Thumbs Up, Thumbs Down
Thumbs up to lending a hand to help our environment. Jamestown Community College will host its Earth Day festivities from 11 a.m. to 2 p.m. Wednesday. Weather permitting, Earthfest will be held outside the Hamilton Collegiate Center near the pond. Otherwise, the program is held in the Student Union. At noon, a display of live birds of prey will be presented by falconry expert Mike Dupuy. Co-sponsored by the Roger Tory Peterson Institute, Dupuy’s program focuses on falconry as a sport, a profession, and a metaphor for universal human aspirations. Earthfest also features various educational displays, the sale of ecofriendly products and food, and a tree seedling adoption made possible by donations from the Chautauqua County Soil and Water Conservation District. A “Nature Art and Literature Corner,” featuring works by JCC faculty and students, is a new addition to this year’s Earthfest. Area residents more interested in physically pitching in can participate in the Chautauqua Watershed Conservancy’s clean-up of its Whitney Point Preserve on April 26 and the annual M&T Bank Hands on Jamestown Cleanup sponsored by the Jamestown Renaissance Corp. on May 17.
Thumbs down to irresponsible burning. A Lakewood resident learned the hard way why the state has a ban on open burning from March 15 to May 15 when a trash fire spread to his garage. New York adopted tougher restrictions on open burning in 2009 to help prevent wildfires and reduce pollution emissions. “It’s an important law. We’ve had some (brush fires) that have moved toward buildings – they can cause some serious fire events,” Sally Carlson, North Harmony town supervisor, recently told The Post-Journal. The regulations allow residential brush fires in towns during most of the year but prohibit such burning in spring months when most wildfires occur. Fire department data for 2010 through 2013 showed a 56 percent reduction in wildfires during the burn ban period for these years as compared to the previous five years. If you must burn trash in the spring, please do it carefully.
Thumbs up to a summer full of events for Civil War buffs.
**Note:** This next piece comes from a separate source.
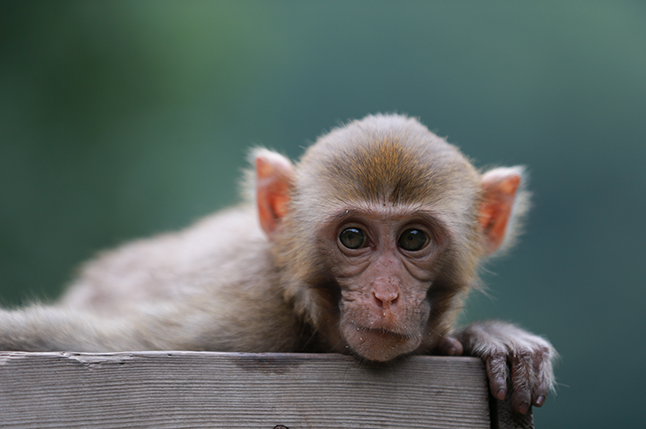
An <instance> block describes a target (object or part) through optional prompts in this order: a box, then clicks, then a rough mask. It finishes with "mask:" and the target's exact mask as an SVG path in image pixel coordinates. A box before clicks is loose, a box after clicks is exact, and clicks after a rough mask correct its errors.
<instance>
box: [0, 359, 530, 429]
mask: <svg viewBox="0 0 646 429" xmlns="http://www.w3.org/2000/svg"><path fill="white" fill-rule="evenodd" d="M502 405H503V407H504V403H502ZM492 410H493V412H494V413H496V414H497V413H498V412H499V411H498V410H497V408H496V407H495V406H494V407H493V408H492ZM489 412H490V406H489V396H488V393H487V381H486V377H485V373H484V369H483V365H482V362H481V361H480V360H479V359H475V358H468V357H458V358H443V357H431V356H414V357H409V358H406V359H403V360H402V361H400V362H397V363H396V364H387V365H384V366H380V367H375V366H370V365H366V364H361V363H358V362H357V361H356V360H355V359H352V358H350V357H348V356H342V355H335V354H244V353H212V352H130V353H105V354H88V353H69V352H60V353H22V352H0V427H20V428H53V427H60V428H75V427H93V428H123V427H129V428H139V427H155V428H171V427H172V428H188V427H192V428H193V427H209V428H213V427H222V428H268V429H271V428H274V427H276V426H279V425H283V426H285V427H287V428H289V429H296V428H458V427H459V428H490V427H492V425H493V427H501V428H502V427H513V426H507V425H508V423H506V422H501V423H499V422H498V417H497V416H494V419H493V420H494V422H493V423H490V418H489ZM514 418H515V417H514ZM523 419H524V420H523V421H525V423H523V425H524V426H518V427H529V426H527V418H523ZM529 422H530V423H531V416H530V417H529ZM279 427H280V426H279Z"/></svg>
The Cattaraugus County Museum will host its Civil War Event Series at 7 p.m. the second and fourth Thursdays of the month starting June 12 and ending Aug. 28. Events include Earl McElfresh speaking on “Mapping the Civil War: Lee vs. Sherman,” Allen Hopkins speaking on “Songs of the Civil War,” Rush the Growler speaking on “Music of the Civil War/154th Regt.,” Craig Braack on “Prisons of the Civil War,” Larry Kilmer on the topic “Railroads During the Civil War” and Craig Senfield on “President-Elect Lincoln.” The museum will cap the summer series with a celebration of the 100-year anniversary of the dedication of the museum on Sunday, Sept. 7, from noon-4 p.m.